On the outskirts of Golden, on your way to Red Rocks, stands a big arch to a tiny theme park – Heritage Square. What can I say? Giant arches provoke my curiosity and admiration. I’d long wanted to see what gem was nestled away in the foothills behind the arch. I began my investigation on the internet.

Wikipedia notes it as “one of the world's foremost and best-preserved examples of Storybook design.” This is an unusual form of architecture that was meant to bring the arts of stage and cinema to real life. It's also the earliest known attempt to expand the idea of a theme park beyond Disneyland. Begun in 1957, it was originally called Magic Mountain. It was designed by the Hollywood art directors who worked on Disneyland, and was built by the original vice president of of Disneyland, C.V. Woods Jr.

A pink storybook victorian building against a blue sky. It's closed.

Bizarrely, the Heritage Square website mentions none of this interesting history or architecture.

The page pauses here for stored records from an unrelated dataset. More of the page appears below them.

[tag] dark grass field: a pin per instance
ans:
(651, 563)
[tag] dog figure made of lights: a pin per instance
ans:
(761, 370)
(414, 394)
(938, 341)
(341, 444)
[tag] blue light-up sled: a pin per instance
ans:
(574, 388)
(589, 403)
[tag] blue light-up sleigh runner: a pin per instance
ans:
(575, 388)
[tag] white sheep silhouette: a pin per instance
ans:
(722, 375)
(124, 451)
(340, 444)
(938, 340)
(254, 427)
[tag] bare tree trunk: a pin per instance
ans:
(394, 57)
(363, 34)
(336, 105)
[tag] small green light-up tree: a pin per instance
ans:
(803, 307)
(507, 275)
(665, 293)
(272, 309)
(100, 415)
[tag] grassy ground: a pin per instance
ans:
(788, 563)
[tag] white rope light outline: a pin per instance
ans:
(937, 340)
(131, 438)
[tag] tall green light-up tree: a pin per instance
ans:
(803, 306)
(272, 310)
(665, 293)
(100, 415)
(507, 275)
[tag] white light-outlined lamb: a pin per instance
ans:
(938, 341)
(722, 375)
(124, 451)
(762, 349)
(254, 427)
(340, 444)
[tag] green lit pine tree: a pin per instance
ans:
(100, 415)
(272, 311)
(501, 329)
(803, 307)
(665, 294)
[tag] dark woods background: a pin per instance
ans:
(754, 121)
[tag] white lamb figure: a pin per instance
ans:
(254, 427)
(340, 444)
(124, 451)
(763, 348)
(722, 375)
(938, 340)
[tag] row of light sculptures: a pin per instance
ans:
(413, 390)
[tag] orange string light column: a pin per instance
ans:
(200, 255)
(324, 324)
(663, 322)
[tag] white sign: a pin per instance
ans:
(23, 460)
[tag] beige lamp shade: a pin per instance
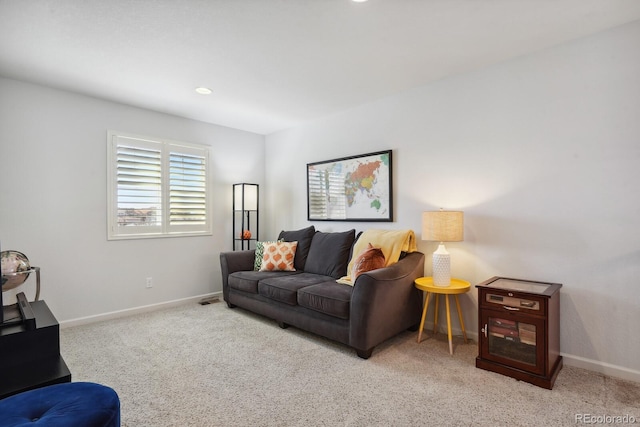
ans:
(443, 226)
(247, 193)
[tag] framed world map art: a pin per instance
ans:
(356, 188)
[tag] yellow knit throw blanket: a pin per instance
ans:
(392, 243)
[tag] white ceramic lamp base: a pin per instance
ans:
(441, 267)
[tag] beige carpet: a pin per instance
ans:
(209, 365)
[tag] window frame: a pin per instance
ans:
(165, 147)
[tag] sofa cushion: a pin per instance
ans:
(329, 298)
(329, 253)
(284, 289)
(370, 259)
(278, 256)
(303, 237)
(247, 281)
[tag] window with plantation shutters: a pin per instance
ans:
(157, 188)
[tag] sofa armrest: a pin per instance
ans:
(230, 262)
(385, 302)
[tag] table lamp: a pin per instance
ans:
(442, 226)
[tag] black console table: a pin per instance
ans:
(30, 357)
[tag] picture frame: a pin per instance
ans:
(355, 188)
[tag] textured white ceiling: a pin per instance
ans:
(273, 64)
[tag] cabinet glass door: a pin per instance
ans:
(514, 340)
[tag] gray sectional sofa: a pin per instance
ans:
(380, 304)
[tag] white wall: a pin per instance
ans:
(53, 201)
(541, 153)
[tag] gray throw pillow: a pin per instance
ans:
(329, 253)
(303, 237)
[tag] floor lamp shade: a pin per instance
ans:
(442, 226)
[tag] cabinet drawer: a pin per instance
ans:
(513, 301)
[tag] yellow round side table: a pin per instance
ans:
(457, 286)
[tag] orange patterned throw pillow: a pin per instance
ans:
(278, 256)
(370, 259)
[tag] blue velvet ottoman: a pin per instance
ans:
(78, 404)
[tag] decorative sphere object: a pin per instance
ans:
(13, 262)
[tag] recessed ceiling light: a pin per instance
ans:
(203, 90)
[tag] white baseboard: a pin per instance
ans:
(134, 310)
(601, 367)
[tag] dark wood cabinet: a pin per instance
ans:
(30, 356)
(519, 323)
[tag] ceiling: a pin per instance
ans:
(274, 64)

What they do advertise is a “one of a kind train”, a dinner theater in the melodrama style, and “Colorado's best alpine slide.” It remains to be seen whether they will continue to maintain this title now that the alpine slide in Winter Park has opened.

The website also boasted that they’re open year round. A drive by confirms the assertion that shops are indeed open, as proclaimed by a little wooden sign. The entrance is in actuality open. We walked through. But don’t be deceived. Heritage Square is most definitely closed during the week in the winter.

A white storybook victorian building, closed.

It was a frigid, snowy day when my Midwestern guest and I decided to take the plunge and see what this little park was about in person. We cruised through a rather vast, unplowed parking lot only to be the second car. A narrow path had been shoveled up the right side of the broad steps.

Naturally I expected the carnival rides to be closed. It’s only safe. The cutting wind drove me to shelter in the first shop I saw. Unfortunately it was also closed. As was the second and third, and almost every shop in this tiny storybook ghost village.

The only exception was the little western photo studio. And while I’ve been hankering after a western photo for a while, and the potential warmth of the studio was enticing, the prices were a little high for an otherwise dismal visit. Their best deal was a baby in a bucket shot for $18. And I don’t have a baby.

Truth be told, I’m still fascinated by this weird little park. It seems to have just the right combination of carnival, obscure historic architecture, old-timey photos and big slides to be right up my alley. Just not in winter.